Beat Mattmann is Data Librarian FDM & DLZA and Iris Lindenmann is Scientific Assistant for Research Data Management at the University of Basel in Switzerland


Background

About ten years ago, a music archive took over the private archive of a composer who had already begun composing with digital techniques in the 1980s. The result is impressive: the composer transferred his work on not less than 700 data carriers to the archive, including 660 floppy discs, 26 SyQuest carriers and a few carriers from the families of Iomega Jaz, Iomega Zip, CD-ROM and Harddisk. The composer has used Apple systems and proprietary special software (music notation and sequencing software) in his work.

So far, the music archive has had a rather traditional analogue orientation. A few years ago, however, the archivists created images of the data carriers and stored it separately to back up the digital data - as long as the data carriers were still readable. The reason for a later, deeper examination of the estate in 2018 was the research stay of a scholar from abroad. Using a few digitally created works, she wanted to examine the composer's creative process and working method in this digital environment. The accessibility of the data was difficult: drives for the data carriers as well as the necessary software for reading the files were not available at their modern workstations. Old computers and drives from the personal collections of archive staff and from the private archive itself were therefore restored. Fortunately, the required proprietary software and the corresponding licenses were also available in the private collection of an archive employee. The researcher was thus able to examine part of the data on the old devices during her stay, but not all data carriers were readable, or she could not always recognize the file types and the assignment to the matching software.

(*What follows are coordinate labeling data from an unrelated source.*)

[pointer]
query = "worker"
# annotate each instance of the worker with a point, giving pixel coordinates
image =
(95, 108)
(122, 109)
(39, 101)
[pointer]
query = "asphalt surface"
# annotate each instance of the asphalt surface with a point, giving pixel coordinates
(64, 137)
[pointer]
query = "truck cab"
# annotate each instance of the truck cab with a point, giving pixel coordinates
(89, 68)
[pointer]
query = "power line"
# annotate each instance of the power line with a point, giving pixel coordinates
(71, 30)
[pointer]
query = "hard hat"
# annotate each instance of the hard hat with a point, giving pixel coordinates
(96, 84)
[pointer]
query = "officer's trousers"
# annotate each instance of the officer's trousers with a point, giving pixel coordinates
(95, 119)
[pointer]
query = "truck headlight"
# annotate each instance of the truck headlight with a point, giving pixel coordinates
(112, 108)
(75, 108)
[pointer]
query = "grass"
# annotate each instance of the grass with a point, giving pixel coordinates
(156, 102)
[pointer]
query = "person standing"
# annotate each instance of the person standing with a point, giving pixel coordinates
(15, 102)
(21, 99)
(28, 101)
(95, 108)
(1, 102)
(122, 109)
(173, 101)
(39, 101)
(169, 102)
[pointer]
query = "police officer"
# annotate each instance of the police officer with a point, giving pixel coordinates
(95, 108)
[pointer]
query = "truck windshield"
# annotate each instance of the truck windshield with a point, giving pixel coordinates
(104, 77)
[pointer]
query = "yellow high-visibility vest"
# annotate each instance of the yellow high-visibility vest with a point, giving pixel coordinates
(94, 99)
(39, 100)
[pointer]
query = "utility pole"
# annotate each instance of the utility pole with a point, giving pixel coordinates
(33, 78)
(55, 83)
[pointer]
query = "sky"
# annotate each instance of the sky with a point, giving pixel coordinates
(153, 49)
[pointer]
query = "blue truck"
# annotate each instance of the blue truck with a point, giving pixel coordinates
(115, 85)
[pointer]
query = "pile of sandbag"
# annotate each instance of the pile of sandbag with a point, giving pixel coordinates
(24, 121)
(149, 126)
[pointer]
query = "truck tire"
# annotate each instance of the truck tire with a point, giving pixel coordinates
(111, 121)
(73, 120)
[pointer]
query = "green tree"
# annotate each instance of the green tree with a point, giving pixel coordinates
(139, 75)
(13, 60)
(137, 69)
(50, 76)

The experiences from this research stay drove the archive to find a long-term secure archiving and usage possibility for future requests regarding digital archives. The present archival collection served as a welcome pilot project, not only for the music archive itself. Since no in-house know-how and insufficient capacities were available, a collaboration with the University Library of Basel was found, which at that time was also interested in various research-related use cases, which were suitable for gaining experience in the field of digital long-term archiving.

Hardware: data carriers, ports, infrastructure

The music archive already new about the problem of the partially no longer readable data carriers and we were prepared accordingly. However, the full extent of the problem only became apparent when we tried to detach the data or create an image. While the existing Iomega Zip, Iomega Jaz and SyQuest 44MB data carriers and the single external hard disk can be processed with more or less manageable effort (although not all of them are readable), the approximately 660 3.5'' floppy disks played out their individual characteristics to the full. In addition to the most recent HD / DS (High Density / Double Sided) types, there were also many Double Density discs and a few Single Sided discs. Quite a few of the carriers were specifically designed or formatted for use with synthesizer equipment and could not be read with classic floppy drives. Others showed the presence of disk errors. Without having completed the collection, we can already say, that a larger package of work is waiting for a professional data forensicist.

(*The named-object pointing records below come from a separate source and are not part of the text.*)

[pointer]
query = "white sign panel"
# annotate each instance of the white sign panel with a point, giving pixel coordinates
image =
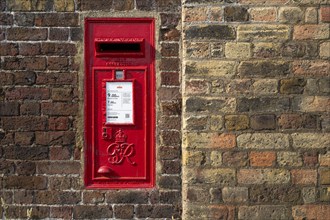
(119, 102)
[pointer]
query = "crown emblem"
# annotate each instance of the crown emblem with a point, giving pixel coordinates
(120, 136)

Since we built up our infrastructure for digital long-term archiving from scratch and there was hardly anything left of older equipment in the library, we had to procure many things newly. Within a year, several workstations (Windows, Ubuntu with BitCurator and Mac OS) accumulated. Specifically for the case described here, two older Macintosh PowerBooks - G3 Wallstreet Series II from 1998 and 1400c from 1996 - were acquired via Ebay in addition to a modern MacBook Air from 2014 from our personal collection for Mac problems of all kinds. When selecting the types we were guided by an excellent blog article by Porter Olsen on the topic of the so-called "Rosetta computers" (also worth reading: the explanations on siber-sonic.com on the same topic). These two devices allow a wide (but not comprehensive) readability of old floppy disks (regardless of type or formatting). Both machines are fully functional and are appropriately equipped with removable drives for floppy and Iomega Zip, allowing easy data transfer to a modern workstation after image creation. In addition, several external CD/DVD/BluRay drives were added, as well as an external drive for floppy disks and one for Iomega ZIP media up to 750MB. In order to be able to counter data carriers like SyQuest EzDrive and 44MB, we could thankfully fall back on permanent loans of the music archive (partly even from the archival collection described here). How we manage the connection and the workflows from the old (partly internal) drives with SCSI interface to the modern workstations and thus finally to our digital archive, will still keep us busy in the upcoming months.

Beat 1

Our equipment (at least a part of it)

Software: Operating systems, peculiarities, files

The software follows the hardware: The floppy disks in the collection were in use at the time of the late 1980s and 1990s - a time when the world of Mac OS was in transition and caused one or the other software incompatibility with a system break when switching from so-called Old World ROMs to New World ROMs. The three existing Apple devices currently available cover the operating systems 7.5.3, 8.1 (both Old World) and 10.14 Mojave (New World).

Beat 2

Source: https://en.wikipedia.org/wiki/Macintosh_operating_systems

One level lower on the data carriers, in addition to classical archival documents such as correspondence and text documents of all kinds (sketches, calendar entries, notes ...), there are also countless special files for programs for notation and music sequencing such as Digital Performer (or its predecessor Performer), Professional Composer or Finale. Here, too, the system discontinuity described above plays an important role. Thus, Performer was completely redesigned for OS X (and released as Digital Performer) and the further development of Mosaic, the successor of Professional Composer, was discontinued. Another stroke of luck helped us here: In the archival collection itself as well as in the music archive there were not only installation disks of the used software, but also some licenses.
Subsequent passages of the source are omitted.